By leveraging additional revenues on current infrastructure, the Group continues to improve its operational margins pre-R&D. This, along with careful planning of working capital and capex investments, has allowed the Group to maintain a strong cash position of GBP25.8m (31 December 2016: GBP27.8m).
Products
There continues to be increasing uptake of the Group’s portfolio of convenient and patient-friendly treatments.

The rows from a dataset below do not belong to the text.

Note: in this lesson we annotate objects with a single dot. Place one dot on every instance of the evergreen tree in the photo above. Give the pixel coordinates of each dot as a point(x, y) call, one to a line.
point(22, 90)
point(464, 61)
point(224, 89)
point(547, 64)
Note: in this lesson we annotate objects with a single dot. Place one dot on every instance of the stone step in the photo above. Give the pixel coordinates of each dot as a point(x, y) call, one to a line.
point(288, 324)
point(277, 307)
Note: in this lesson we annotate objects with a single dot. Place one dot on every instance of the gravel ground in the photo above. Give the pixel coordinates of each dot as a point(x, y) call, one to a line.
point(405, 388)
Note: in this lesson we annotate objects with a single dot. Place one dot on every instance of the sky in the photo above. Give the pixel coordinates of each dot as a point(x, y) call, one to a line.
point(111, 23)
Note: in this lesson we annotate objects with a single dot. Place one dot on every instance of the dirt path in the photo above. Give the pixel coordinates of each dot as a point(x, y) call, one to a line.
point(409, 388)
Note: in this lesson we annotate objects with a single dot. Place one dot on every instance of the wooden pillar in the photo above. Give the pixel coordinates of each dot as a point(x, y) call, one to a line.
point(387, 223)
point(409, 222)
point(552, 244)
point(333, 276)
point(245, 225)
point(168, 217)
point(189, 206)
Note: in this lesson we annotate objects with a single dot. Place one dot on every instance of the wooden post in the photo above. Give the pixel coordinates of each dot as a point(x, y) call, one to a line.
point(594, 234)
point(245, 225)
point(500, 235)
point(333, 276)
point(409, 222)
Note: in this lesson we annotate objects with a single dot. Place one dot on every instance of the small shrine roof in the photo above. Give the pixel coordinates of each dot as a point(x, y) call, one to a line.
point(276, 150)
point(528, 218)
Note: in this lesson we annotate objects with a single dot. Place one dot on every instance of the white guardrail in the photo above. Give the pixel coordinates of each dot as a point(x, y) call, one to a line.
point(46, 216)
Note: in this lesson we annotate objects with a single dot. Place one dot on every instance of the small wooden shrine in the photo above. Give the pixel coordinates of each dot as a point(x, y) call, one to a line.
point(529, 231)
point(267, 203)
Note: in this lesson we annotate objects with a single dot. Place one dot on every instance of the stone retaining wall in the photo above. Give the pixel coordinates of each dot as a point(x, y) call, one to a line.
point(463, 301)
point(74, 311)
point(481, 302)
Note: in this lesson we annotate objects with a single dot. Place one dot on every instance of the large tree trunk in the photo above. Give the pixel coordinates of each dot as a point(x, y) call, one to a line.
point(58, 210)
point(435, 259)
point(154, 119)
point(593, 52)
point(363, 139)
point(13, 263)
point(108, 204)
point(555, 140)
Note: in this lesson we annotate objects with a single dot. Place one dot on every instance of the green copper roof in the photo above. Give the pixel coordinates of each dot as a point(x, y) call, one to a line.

Pre-seasonal ultrashort course aluminium free vaccine Pollinex Quattro, designed to address the cause of symptoms of patients sensitised to seasonal allergens (grass, trees, ragweed), remains a key growth driver for Allergy Therapeutics based on the benefits of the Group’s treatment programs.
Venomil, the Group’s product that treats the life threatening condition of venom allergy, grew strongly as well as Acarovac Plus(3) which continued to outperform the rest of the portfolio in Spain.
Pipeline
The Group’s Phase III PQ Birch trial has recently completed recruitment, with results expected in H2 2018. The successful completion of this pivotal Phase III study would fulfil the requirements for PQ Birch under the Therapieallergene-Verordnung (TAV) of the Paul Ehrlich Institute before anticipated marketing authorisation.
The PQ Grass Phase II trial continues to recruit on schedule with results also expected in H2 2018. Following completion of this trial, meetings with the regulatory authorities in the US and Germany will be necessary to enable Phase III trial design.
Additionally, all the German TAV plans are on track with the recent incorporation of the clinical development programmes for the oral vaccine Oralvac, under a co- development agreement with Ergomed announced in December 2017.
Outlook
Post the period end current trading remains positive and the Board remains confident in the outlook for the business for the remainder of the year. Allergy Therapeutics’ competitive position continues to improve with increased market share, in the countries in which it operates, increasing in line with its long term plans to achieve 20% market share. Market share gains are consistent across its key European markets, notably in highly competitive markets like Spain, Germany, Austria and Holland.